A Binary Indexed Tree (BIT), also known as a Fenwick Tree, stores at each index i the sum of a segment of length lowbit(i). This allows for \(O(\log N)\) time complexity operations for both single-point updates and prefix sum queries. Below is a sample implementation (thanks to @sjkmost for providing the code):

#define lowbit(x) ((x) & -(x))

template <typename T, int N>
struct BIT {
    T c[N];
    int n;

    void modify(int i, const T &rhs) { // Single-point update
        for (; i <= n; i += lowbit(i))
            c[i] = c[i] + rhs;
    }

    T query(int i) { // Prefix sum query
        T k = T();
        for (; i; i -= lowbit(i))
            k = k + c[i];
        return k;
    }
};

Extension #1: Range Update, Point Query

The basic functionality of a BIT is single-point update and prefix sum query. But how can we adapt it to support range updates and point queries?

It’s not too complicated—this can be done using a difference array dif. In a difference array, the value at any single point is equivalent to the prefix sum at that point. So, to update a range \([l..r]\), you simply update l by +c and r + 1 by -c.

Here’s how the implementation looks:

if (opt == 1) { // Range update
    a = read(), b = read(), c = read();
    dif.modify(a, c);
    dif.modify(b + 1, -c);
} else { // Point query
    pint(dif.query(read()));
    pchar('\n');
}

Extension #2: Range Update, Range Query

At first glance, implementing range updates and range queries using a BIT might seem impossible. I struggled with this for a long time—until @sjkmost gave me a brilliant insight.

Let’s break it down.

Suppose we use a BIT to store a difference array dif.
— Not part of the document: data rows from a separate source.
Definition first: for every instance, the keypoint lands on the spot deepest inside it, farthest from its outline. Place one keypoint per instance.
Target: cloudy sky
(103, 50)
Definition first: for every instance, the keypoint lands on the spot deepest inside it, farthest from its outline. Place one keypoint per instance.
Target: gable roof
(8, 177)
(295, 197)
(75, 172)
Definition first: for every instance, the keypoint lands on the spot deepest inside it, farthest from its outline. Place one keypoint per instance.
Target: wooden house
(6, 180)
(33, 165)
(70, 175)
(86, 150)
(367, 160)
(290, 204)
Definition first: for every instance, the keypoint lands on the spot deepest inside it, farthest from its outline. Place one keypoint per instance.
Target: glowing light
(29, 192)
What properties does the prefix sum at index ( i ) have?

\[\displaylines{ a_1 = & \text{dif}_1 \\\ a_2 = & \text{dif}_1 + \text{dif}_2 \\\ a_3 = & \text{dif}_1 + \text{dif}_2 + \text{dif}_3 \\\ \vdots \\\ a_i = & \sum_{j=1}^{i} \text{dif}_j }\]

If we observe carefully, when computing the sum of values from 1 to \(i\), index 1 is added \(i\) times, index 2 is added \(i - 1\) times, index 3 is added \(i - 2\) times, …, and index \(i\) is added once. It forms a pyramid shape of coefficients.

But this pattern is hard to maintain directly.

Now here’s the trick: If we multiply each \(a_i\) by \(i\), we get:

\[ia_i = \sum_{j=1}^{i} i \cdot \text{dif}_j\]

Now reverse the logic: If you maintain both a regular difference array (dif1) and another one to track \(i \cdot \text{dif}_i\) (dif2), you can reconstruct both the total value and its weighted sum.

Then, to get the sum over a range \([x..y]\), we compute:

\[\sum_{j=x}^{y} a_j = \left( \text{dif1.query}(y) \cdot (y+1) - \text{dif2.query}(y) \right) - \left( \text{dif1.query}(x-1) \cdot x - \text{dif2.query}(x-1) \right)\]

Code

if (opt == 1) { // Range update
    k = read();
    dif1.modify(x, k);
    dif1.modify(y + 1, -k);
    dif2.modify(x, k * x);
    dif2.modify(y + 1, -k * (y + 1));
} else { // Range query
    pint(
        (dif1.query(y) * (y + 1) - dif2.query(y)) -
        (dif1.query(x - 1) * x - dif2.query(x - 1))
    );
    pchar('\n');
}

Summary

The Binary Indexed Tree (BIT) is a very practical data structure, known for its small constant factors, low code complexity, and its robustness against common errors. Although its basic functionality might seem somewhat limited, with enough thought and innovation, many extended applications can be developed. To excel in competitive programming, one must think critically and innovate continuously.

Yue Zhang